For criticism, observe your reaction: If it’s empathic (focusing on the critic’s issues), it’s healthy; if personal (hitting core beliefs), it reveals areas for growth. Insults only sting if they align with pre-existing negative self-beliefs, and calm criticism penetrates deeper than angry outbursts.
Procrastination and boredom are reframed as nervous system signals – boredom allows rest, while social media disrupts this by overstimulating dopamine pathways. Beliefs change at a “being-level” (e.g., shifting self-esteem), automatically affecting behaviors like boundaries without relying on willpower.
Meditation, Breathwork, and Emotional Regulation
Meditation is highlighted as a superior tool for observing and transcending the mind, deactivating the default mode network (which maintains the sense of self or ego). This allows access to a deeper “you” beyond thoughts and emotions, promoting nervous system resilience.
Dr. K recommends Shunya (void) meditation: Focus on the emptiness at the solar plexus or the gap between breaths (the transition from inhale to exhale). This cultivates an inner peace untouched by external events, like experiencing grief without self-pity.
Breathwork protocols target autonomic balance:
- Vashishta Samhita: 16-second inhale, 64-second hold, 32-second exhale with alternating nostrils to induce “prana vibration” (energy flow) and regulate the nervous system.
- Cardiac coherence: 8-second inhale, 32-second hold, 16-second exhale for parasympathetic activation, reducing stress.
Men’s emotional regulation often relies on environmental cues (e.g., adding plants or aquariums for calm), due to biological (testosterone/estrogen) and social factors, but over-reliance can hinder internal growth. The internet erodes skills like ambiguity tolerance (e.g., in flirting) and distress handling, rewarding narcissism and victimhood.

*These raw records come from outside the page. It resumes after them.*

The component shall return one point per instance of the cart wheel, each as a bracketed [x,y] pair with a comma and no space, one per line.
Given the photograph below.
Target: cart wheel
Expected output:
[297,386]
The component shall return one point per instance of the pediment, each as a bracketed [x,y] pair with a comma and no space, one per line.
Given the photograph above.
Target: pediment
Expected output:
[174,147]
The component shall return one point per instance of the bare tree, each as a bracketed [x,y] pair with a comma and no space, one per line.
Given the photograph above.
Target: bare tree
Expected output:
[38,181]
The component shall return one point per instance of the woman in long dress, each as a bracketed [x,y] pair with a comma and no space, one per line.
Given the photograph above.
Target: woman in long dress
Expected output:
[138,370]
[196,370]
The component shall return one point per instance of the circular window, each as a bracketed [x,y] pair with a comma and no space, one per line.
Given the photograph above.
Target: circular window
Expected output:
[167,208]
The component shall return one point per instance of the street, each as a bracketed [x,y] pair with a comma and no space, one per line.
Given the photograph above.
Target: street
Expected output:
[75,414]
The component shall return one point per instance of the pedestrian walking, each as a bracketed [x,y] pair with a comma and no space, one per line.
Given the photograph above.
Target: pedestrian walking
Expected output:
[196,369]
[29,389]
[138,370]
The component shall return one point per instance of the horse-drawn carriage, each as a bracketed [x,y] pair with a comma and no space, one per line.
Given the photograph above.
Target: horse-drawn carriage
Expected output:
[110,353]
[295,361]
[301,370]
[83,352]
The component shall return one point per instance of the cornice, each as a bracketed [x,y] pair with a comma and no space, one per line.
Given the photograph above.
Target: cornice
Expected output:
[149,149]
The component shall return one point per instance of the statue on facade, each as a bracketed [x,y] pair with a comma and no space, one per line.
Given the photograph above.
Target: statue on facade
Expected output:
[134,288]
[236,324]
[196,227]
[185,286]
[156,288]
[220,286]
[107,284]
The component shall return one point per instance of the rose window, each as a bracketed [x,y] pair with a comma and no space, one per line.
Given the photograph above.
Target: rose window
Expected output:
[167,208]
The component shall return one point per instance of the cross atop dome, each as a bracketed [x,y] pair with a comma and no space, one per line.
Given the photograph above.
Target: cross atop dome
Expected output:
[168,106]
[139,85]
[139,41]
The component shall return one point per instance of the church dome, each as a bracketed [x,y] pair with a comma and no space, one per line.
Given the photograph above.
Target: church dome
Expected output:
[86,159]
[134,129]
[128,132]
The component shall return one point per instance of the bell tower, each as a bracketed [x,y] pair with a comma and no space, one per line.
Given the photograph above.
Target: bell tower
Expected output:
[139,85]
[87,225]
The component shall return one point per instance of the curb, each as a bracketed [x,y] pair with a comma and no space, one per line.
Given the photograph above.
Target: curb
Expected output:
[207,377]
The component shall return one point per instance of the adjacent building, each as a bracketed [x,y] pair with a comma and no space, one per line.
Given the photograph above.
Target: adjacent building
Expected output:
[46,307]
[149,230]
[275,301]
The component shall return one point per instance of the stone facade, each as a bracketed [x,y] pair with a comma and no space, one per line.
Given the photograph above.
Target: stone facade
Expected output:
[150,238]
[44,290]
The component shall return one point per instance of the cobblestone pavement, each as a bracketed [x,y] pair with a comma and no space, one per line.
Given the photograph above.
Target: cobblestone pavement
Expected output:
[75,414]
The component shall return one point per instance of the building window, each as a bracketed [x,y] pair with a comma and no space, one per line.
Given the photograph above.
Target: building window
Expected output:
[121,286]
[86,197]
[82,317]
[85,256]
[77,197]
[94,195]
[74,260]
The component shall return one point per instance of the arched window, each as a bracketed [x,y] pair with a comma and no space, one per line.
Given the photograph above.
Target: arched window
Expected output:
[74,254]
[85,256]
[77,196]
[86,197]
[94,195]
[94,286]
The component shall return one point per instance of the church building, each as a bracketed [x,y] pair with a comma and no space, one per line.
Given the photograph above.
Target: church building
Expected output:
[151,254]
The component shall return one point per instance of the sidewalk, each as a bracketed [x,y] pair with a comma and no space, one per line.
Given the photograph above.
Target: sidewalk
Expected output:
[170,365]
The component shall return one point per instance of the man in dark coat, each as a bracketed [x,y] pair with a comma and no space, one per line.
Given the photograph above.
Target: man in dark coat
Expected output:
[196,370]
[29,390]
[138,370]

Yoga Nidra, Trauma, and Nervous System Rewiring
Trauma creates “samskaras” – emotional scar tissues stored in the unconscious during high-arousal states, narrowing focus like adrenaline in fights and leading to maladaptations (e.g., paranoia after betrayal). Yoga nidra accesses hypnagogic states (between wakefulness and sleep) for “edit mode” in the unconscious, promoting parasympathetic dominance while staying alert. This helps resolve chronic stress, pain, and trauma by shifting attention in the somatosensory cortex.
In yoga nidra:
- Plant “sankalpa” (affirmations like “I deserve to be whole”) as broad, pluripotent statements that naturally generate behaviors.
- Avoid superficial repetition, as it can feel like self-gaslighting; true change comes from deep neuroplasticity in relaxed states.
This practice channels “genius” (intuitive knowing beyond logic) and bends autonomic balance for profound rewiring. Trauma bonding occurs when shared distress mis attributes arousal to relationships, complicating recovery.
Practical Applications
Dr. K advises avoiding social media when emotionally low (it amplifies negativity) or before bed (disrupts sleep cycles). For dating, walk for an hour off-tech beforehand to boost dopamine and foster genuine connections through shared emotions.
Huberman consistently has some of the greatest interviews and information available. He’s also an awesome person and speaker at chiropractic conferences. 2-3 hours a week listening to his interviews is a great way to stay on top of the latest topics your patients are seeking knowledge on.